The detailed evidence acquired by OSCA will support regional authorities to develop made-to-measure air pollution controls, which respond to changing sources of pollution. Urban air quality research will also feed into wider efforts to manage air pollution across the country, which are expected to be announced later this year as part of the government’s Environment Bill.
Launched in the build up to Clean Air Day, the six-week long study is the largest measurement campaign at the UK’s urban air quality supersites to date.
“Poor air quality is the largest environmental health risk in the UK. We know pollution emissions are changing, but it’s uncertain how this will affect the air we breathe. We are testing whether all sources of pollution are fully accounted for, and aiming to provide evidence that allows pollution controls to have the biggest possible benefits for our health and our environment.”

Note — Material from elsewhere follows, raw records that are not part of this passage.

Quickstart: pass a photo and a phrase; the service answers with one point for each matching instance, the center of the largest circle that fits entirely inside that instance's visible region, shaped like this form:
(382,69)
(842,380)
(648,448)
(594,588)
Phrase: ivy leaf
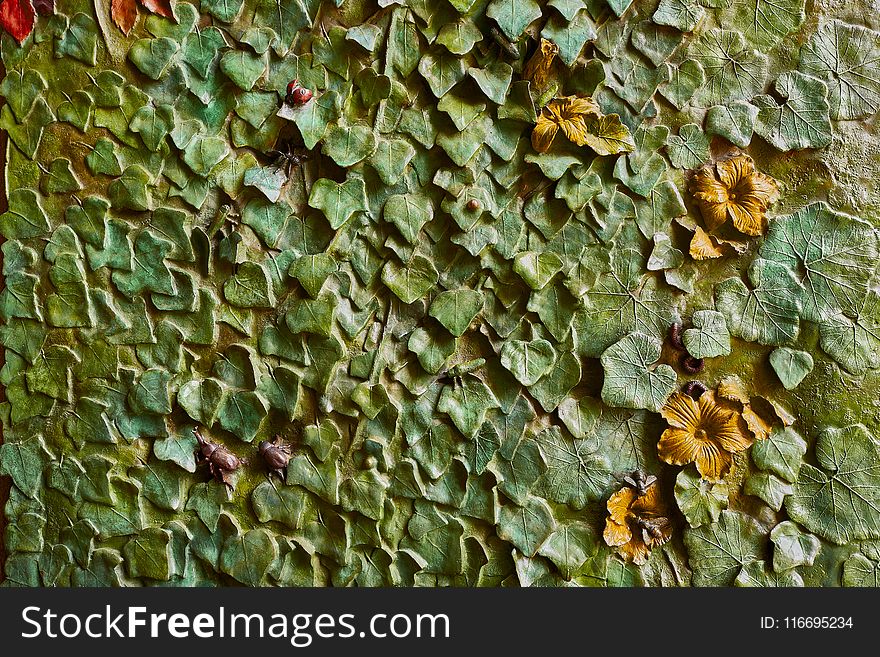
(782,452)
(791,366)
(225,11)
(681,14)
(152,56)
(569,547)
(153,124)
(103,159)
(269,180)
(556,307)
(391,158)
(570,35)
(284,505)
(202,153)
(844,57)
(241,413)
(206,501)
(312,271)
(802,121)
(409,213)
(764,23)
(709,337)
(620,302)
(77,111)
(528,361)
(733,72)
(364,492)
(285,18)
(178,449)
(701,502)
(792,547)
(689,148)
(321,476)
(684,81)
(24,461)
(493,80)
(717,552)
(17,18)
(441,71)
(757,574)
(21,90)
(630,382)
(839,499)
(50,373)
(339,201)
(313,118)
(27,136)
(517,475)
(528,526)
(769,488)
(249,287)
(767,313)
(312,315)
(858,570)
(576,473)
(854,343)
(513,16)
(835,255)
(433,349)
(129,191)
(412,280)
(459,37)
(247,557)
(467,404)
(402,45)
(348,145)
(149,271)
(456,309)
(25,217)
(734,121)
(664,255)
(149,554)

Professor James Lee, National Centre for Atmospheric Science and University of York
The Integrated Research Observation System for Clean Air (OSCA) is part of the UKRI Clean Air Strategic Priority Fund, and is supported by the Department for Environment, Food and Rural Affairs (Defra).
The team includes a network of researchers across the University of Manchester, University of York, University of Birmingham, University of Cambridge, Imperial College London, and King’s College London, as well as the National Centre for Atmospheric Science and the UK Centre for Ecology & Hydrology.